Study suggests more people willing to try lab-grown meat and edible insects
A survey into public perceptions of emerging alternative proteins has revealed that a third of UK consumers would try cultured meat, and a quarter would try edible insects.
The study by the Food Standards Agency also found that six in 10 people are willing to try plant-based products, many of which are already on the market.
The FSA said its research also highlights how important food safety is to consumers with it being the top factor in encouraging people to try lab-grown meat or edible insects.
Assurance around food safety is already the main reason people are willing to eat plant-based proteins.
Alternative, or novel, sources of protein for human consumption are an emerging food and are mainly associated with plant proteins, insects and microorganisms.
The report found that awareness of alternative proteins is high amongst consumers, with 90% of respondents reporting that they had heard of plant-based proteins, 80% had heard of edible insects and 78% had heard of lab grown meat.
Over three quarters (77%) of respondents perceived plant-based proteins as being safe to eat compared to half (50%) for edible insects and 3 in 10 (30%) for lab grown meat.
Six in 10 respondents were willing to try plant-based proteins in their diet, the most common reasons were because they thought it was safe to eat (44%) and for health reasons (39%) or environmental or sustainability (36%) reasons.
The biggest barrier to trying plant-based proteins was preference for traditional meats (36%).
Around a third (34%) were willing to try lab grown meat and just over a quarter (26%) willing to try edible insects. Environmental and sustainability were the most common reasons for trying lab-grown meat (40%) and edible insects (31%).
Respondents who were unwilling to try any of the alternative proteins tested were asked whether anything could encourage them to try it. Two in five (42%) reported that nothing could encourage them to try lab grown meat, but over a quarter (27%) could be persuaded if they knew it was safe to eat and 23% if they could trust that it was properly regulated.
The majority (67%) reported that nothing could make them try edible insects. One in eight (13%) could be persuaded if they knew it was safe to eat and 11% if they looked appetising.
The FSA said it will be looking to bring together key industry stakeholders later this year to consider how businesses can be supported in entering this market and guide them through the FSA’s existing regulatory framework and risk analysis process for the introduction of new food products.
Professor Robin May, chief scientific adviser at the FSA, said: “Our priority is to protect consumer interests by ensuring food is safe and what it says it is through a robust scientific process.
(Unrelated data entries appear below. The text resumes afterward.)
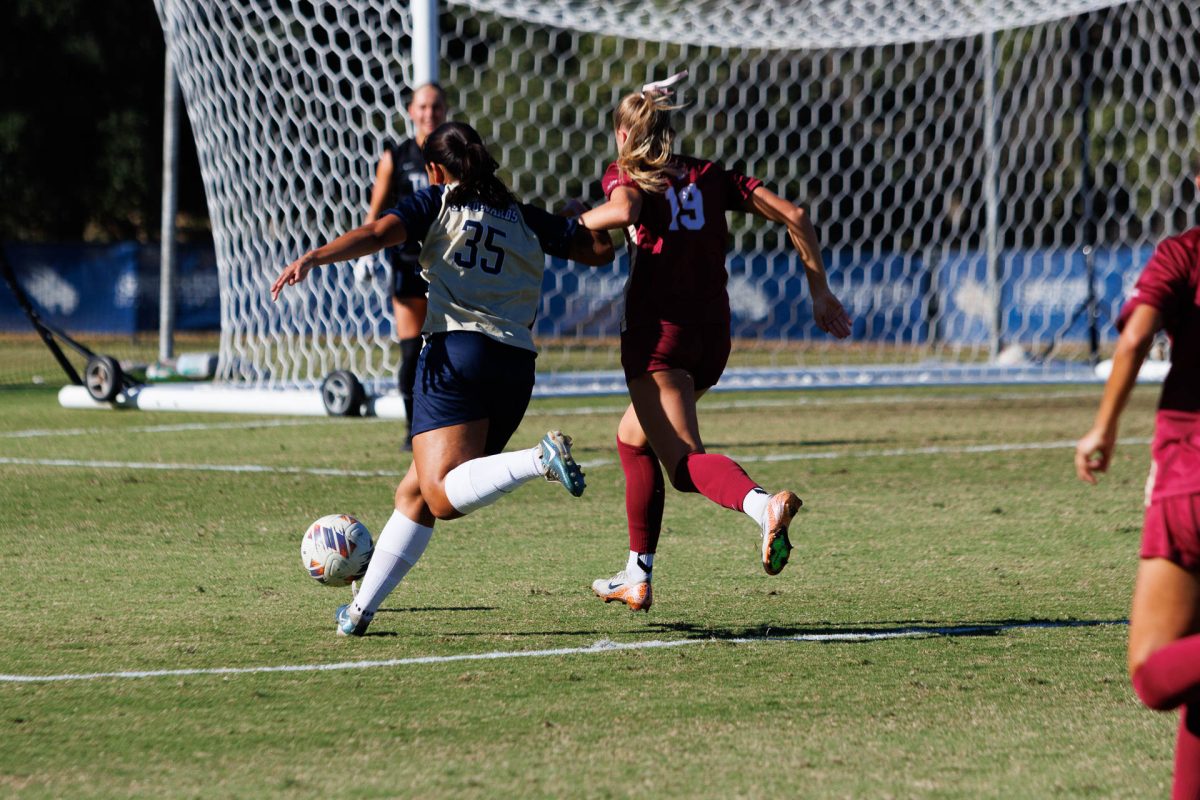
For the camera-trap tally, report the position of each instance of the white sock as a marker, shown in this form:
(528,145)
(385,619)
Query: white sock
(399,547)
(483,481)
(755,504)
(639,566)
We recognise the potential of alternative proteins for improving dietary health and as part of a sustainable food system.
“This important survey highlights that, while many consumers are considering trying alternative proteins, they will quite rightly only do so if they are confident that these products are safe and properly regulated.
“Consequently, we are working closely with businesses and trade bodies to ensure they make effective use of the FSA’s existing regulatory framework so that consumers can benefit from innovative food products whilst still having full confidence in their safety.”